The unit took its power via the USB cable.
The “No GPS Signal” message went away. Actually, I later found that I could place the GPS antenna inside on a shelf and still get satellite lock, so the unit is quite sensitive. I have a fair bit of screening by way of foil-covered insulation reducing signals from outside.
On the software I enabled one output only.
Setting a frequency
I set the “Master” (primary) frequency to 106,500,000 Hz, 106.5 MHz and clicked Find. The software displayed:
BW: 6 (internal PLL bandwidth; 15 is optimum)
F3 Hz: 403 409
Fosc: 5112 (internal PLL parameter)
So the software found a way of setting the unit to the frequency I had chosen: 106.5 MHz.
32 mA drive strength should give 1.6 V peak-to-peak to 50 ohm.
As possible seconday frequencies, the software offered me: 106.5, 319.5 or 159.5 MHz.
Harmonics used as a frequency marker
I put a random rubber duck antenna on the output (possibly 70cm band).
144.08 MHz x 3 = 432.249 MHz
144.027 x 9 = 1296.243 MHz
257.8 x 9 = 2320.200 MHz
255.57 x 9 = 2300.130 MHz
266.69 x 9 = 2400.210 MHz
691.214 x 15 = 10.368.210 MHz
With the 19,368.210 MHz frequency, I received this on my DB6NT transverter from a dish pointing at the rubber duck. The DB6NT+K3 configuration is frequency locked to a Jupiter based GPSDO. Using the K3’s spot function gave me a dial reading of 10,368.210,003 MHz, so within a few Hz.

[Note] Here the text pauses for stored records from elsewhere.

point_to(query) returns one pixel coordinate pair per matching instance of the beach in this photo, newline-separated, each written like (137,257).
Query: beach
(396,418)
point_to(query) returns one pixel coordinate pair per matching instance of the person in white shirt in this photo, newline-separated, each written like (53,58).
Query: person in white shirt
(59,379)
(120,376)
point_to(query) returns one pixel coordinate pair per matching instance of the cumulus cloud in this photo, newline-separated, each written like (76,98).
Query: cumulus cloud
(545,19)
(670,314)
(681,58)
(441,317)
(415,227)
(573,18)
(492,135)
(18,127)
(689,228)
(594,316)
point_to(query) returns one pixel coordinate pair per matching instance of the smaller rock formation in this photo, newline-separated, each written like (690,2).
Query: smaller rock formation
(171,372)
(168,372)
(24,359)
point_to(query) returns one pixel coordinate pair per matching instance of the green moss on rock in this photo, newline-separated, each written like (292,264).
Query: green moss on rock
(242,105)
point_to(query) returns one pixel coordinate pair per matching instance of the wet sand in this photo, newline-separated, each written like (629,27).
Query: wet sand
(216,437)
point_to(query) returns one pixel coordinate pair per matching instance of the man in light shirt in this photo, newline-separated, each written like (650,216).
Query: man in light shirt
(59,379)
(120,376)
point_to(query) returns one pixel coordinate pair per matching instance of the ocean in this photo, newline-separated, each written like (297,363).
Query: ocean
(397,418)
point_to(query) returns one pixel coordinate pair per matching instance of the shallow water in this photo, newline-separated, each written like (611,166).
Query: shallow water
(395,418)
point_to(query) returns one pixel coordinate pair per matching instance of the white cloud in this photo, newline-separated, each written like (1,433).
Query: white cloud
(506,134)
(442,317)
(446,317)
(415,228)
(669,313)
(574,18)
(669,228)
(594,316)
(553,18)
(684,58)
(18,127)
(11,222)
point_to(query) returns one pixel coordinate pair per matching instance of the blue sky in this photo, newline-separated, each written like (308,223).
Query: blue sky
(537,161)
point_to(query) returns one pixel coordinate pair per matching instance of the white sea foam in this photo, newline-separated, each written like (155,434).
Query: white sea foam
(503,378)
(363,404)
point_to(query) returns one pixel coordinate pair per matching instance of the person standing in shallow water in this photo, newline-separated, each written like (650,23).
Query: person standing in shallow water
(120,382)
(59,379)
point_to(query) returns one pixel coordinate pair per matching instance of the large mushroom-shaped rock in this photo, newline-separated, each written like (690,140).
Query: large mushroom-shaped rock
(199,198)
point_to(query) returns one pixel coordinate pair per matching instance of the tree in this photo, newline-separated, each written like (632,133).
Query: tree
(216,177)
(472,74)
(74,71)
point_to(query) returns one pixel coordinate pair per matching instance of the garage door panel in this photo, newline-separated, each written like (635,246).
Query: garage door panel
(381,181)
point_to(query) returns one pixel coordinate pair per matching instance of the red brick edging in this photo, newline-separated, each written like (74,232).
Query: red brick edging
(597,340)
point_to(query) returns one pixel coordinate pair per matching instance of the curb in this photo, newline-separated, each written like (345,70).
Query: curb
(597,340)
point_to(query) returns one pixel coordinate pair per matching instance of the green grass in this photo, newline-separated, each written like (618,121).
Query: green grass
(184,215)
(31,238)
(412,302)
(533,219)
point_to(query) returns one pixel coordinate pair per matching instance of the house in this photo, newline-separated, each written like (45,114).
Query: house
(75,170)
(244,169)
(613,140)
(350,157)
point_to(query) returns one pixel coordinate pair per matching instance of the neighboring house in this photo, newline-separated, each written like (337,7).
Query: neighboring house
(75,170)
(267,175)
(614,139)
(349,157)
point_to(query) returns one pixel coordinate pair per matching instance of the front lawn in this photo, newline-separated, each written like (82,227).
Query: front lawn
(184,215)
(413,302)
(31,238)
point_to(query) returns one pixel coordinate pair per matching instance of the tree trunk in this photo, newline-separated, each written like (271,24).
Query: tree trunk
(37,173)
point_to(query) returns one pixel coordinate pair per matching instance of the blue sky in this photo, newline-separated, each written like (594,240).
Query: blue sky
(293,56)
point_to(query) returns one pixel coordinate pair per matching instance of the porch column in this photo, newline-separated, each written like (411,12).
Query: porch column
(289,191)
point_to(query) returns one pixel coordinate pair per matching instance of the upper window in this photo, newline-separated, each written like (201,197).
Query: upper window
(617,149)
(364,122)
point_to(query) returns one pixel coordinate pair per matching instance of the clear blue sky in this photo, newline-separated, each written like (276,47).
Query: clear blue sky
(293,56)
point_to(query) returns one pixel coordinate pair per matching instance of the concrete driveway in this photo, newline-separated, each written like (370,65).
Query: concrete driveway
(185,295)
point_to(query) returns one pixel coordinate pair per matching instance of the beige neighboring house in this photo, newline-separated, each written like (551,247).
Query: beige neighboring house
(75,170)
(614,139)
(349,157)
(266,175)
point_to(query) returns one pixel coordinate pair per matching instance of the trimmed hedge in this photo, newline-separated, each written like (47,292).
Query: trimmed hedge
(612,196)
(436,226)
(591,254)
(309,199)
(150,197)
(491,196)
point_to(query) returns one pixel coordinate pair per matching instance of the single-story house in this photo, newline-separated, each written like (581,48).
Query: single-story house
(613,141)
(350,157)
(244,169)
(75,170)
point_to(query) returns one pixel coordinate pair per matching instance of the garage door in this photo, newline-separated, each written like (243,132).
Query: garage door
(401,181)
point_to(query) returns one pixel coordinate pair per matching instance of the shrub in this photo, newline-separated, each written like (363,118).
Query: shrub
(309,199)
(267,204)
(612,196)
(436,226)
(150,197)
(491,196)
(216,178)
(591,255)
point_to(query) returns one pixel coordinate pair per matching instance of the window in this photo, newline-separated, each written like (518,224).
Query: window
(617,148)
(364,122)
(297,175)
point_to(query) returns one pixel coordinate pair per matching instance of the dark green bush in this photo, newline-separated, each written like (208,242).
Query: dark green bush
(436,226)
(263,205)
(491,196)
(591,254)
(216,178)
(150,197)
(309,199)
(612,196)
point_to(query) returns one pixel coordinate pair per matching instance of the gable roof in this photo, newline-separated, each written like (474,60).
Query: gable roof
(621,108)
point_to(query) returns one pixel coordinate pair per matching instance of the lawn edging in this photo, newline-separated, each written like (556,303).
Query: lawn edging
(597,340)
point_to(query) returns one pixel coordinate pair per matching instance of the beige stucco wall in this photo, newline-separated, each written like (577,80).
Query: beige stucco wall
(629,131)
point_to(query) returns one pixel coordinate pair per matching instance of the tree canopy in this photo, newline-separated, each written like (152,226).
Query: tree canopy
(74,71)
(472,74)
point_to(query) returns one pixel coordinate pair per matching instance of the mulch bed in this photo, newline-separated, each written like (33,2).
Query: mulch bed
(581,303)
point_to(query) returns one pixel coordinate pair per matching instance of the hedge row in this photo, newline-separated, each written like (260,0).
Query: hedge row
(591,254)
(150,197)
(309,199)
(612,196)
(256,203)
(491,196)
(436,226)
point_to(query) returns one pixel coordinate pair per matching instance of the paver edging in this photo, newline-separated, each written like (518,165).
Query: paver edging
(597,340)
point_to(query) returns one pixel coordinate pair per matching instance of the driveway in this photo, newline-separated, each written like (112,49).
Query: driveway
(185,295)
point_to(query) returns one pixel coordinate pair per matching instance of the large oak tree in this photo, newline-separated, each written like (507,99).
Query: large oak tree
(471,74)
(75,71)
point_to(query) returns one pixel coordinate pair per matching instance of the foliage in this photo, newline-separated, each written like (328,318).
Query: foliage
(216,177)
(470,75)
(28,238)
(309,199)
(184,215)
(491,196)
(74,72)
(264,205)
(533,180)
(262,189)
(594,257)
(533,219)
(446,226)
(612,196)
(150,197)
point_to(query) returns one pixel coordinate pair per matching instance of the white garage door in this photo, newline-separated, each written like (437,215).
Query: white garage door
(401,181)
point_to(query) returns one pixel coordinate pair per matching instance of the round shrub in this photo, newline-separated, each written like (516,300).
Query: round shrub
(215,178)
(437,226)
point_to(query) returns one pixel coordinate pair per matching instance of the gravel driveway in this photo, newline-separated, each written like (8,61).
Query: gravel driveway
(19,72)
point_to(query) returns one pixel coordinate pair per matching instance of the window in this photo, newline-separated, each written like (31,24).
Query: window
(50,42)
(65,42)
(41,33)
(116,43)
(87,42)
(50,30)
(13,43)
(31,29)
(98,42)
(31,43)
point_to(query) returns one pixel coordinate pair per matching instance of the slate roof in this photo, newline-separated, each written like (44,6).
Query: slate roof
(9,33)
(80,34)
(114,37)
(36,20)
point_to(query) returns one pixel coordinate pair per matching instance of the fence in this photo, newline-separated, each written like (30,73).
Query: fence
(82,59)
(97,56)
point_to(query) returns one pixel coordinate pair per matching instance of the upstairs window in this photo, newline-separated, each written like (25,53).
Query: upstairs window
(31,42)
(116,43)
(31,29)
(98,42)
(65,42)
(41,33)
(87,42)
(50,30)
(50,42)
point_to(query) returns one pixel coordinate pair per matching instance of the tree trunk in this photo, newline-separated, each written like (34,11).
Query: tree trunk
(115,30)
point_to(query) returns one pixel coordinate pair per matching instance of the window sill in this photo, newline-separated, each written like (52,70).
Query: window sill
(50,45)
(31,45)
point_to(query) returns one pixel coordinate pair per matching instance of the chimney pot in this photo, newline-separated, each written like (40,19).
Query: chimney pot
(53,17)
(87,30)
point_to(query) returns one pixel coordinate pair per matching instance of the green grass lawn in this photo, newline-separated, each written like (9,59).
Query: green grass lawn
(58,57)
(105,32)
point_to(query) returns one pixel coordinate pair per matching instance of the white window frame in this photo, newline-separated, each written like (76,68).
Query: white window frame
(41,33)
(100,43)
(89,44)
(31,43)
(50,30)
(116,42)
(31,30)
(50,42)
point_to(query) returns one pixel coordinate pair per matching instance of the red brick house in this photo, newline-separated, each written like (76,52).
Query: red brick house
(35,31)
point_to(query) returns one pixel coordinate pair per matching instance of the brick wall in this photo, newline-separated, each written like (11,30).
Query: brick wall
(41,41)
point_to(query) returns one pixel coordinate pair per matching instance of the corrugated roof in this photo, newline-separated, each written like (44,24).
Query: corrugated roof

On the K3, the transverter off-set frequency can only be adjusted to the nearest 10 Hz, so I cannot tune it any more accurately. The LB GPSDO accuracy is probably within 1 Hz at 10 GHz; I just can’t set the K3’s internal transverter band off-set that accurately.
So I am really pleased that I can use harmonics from the LB GPSDO as frequency markers in the higher bands. I wonder whether I might be able to receive a marker in the 24 GHz band?